Nonce blinding protocol for hardware wallets and airgapped signers



Summary:

The writer expresses gratitude for the initiative of implementing and releasing a protocol, which was inspired by a blog post on the topic. The protocol was implemented in the secp256k1 library for Schnorr sigs by Jonas Nick and backported to ECDSA in the same library to be used for current transactions. Proof of concepts for BitBox02 hw wallet firmware and BitBoxApp wallet were made to verify that the protocol works well in practice. A generalized sign-to-contract scheme was used in those implementations where the final nonce is computed as `k' = k + H(k*G, n)` instead of `k'=k+n`, but otherwise, it works mostly the same for the anti nonce covert channel protocol.
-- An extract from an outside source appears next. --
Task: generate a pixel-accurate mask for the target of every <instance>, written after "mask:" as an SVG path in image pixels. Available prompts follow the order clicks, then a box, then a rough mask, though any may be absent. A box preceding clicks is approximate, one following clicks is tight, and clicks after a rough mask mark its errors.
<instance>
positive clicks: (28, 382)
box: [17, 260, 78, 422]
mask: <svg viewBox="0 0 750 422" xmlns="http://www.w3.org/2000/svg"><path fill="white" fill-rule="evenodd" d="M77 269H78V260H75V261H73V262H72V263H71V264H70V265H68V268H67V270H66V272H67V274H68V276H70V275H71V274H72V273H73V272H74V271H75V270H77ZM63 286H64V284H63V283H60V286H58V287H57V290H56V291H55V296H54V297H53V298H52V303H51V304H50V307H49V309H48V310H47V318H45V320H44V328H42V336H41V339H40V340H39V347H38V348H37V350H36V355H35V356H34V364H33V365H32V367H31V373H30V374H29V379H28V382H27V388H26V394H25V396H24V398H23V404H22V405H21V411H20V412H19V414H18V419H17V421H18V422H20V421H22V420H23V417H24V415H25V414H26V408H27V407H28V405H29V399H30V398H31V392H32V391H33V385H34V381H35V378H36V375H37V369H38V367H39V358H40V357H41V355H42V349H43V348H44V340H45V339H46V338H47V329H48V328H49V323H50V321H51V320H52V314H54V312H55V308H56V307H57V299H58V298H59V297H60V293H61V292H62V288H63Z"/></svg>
The writer suggests using this scheme in PSBT as well. The writer is interested in seeing widespread support for this protocol and standardizing it would help with that. However, there is increased danger in implementing the protocol wrongly when using PSBT with an air-gapped signer. The PSBT must be verified carefully against state stored by the host for the PSBT; otherwise, the signer can change or pre-fill the relevant NONCE fields and leak the private keys anyway. The writer seeks information on the current best practice for identifying a PSBT by the host to store/retrieve the state. Additionally, the writer asks if there are other examples in PSBT where the host cannot trust the contents of the PSBT that the signer returns, except for the parts the user can verify themselves. Finally, guidelines or conventions on how to avoid these pitfalls would be helpful.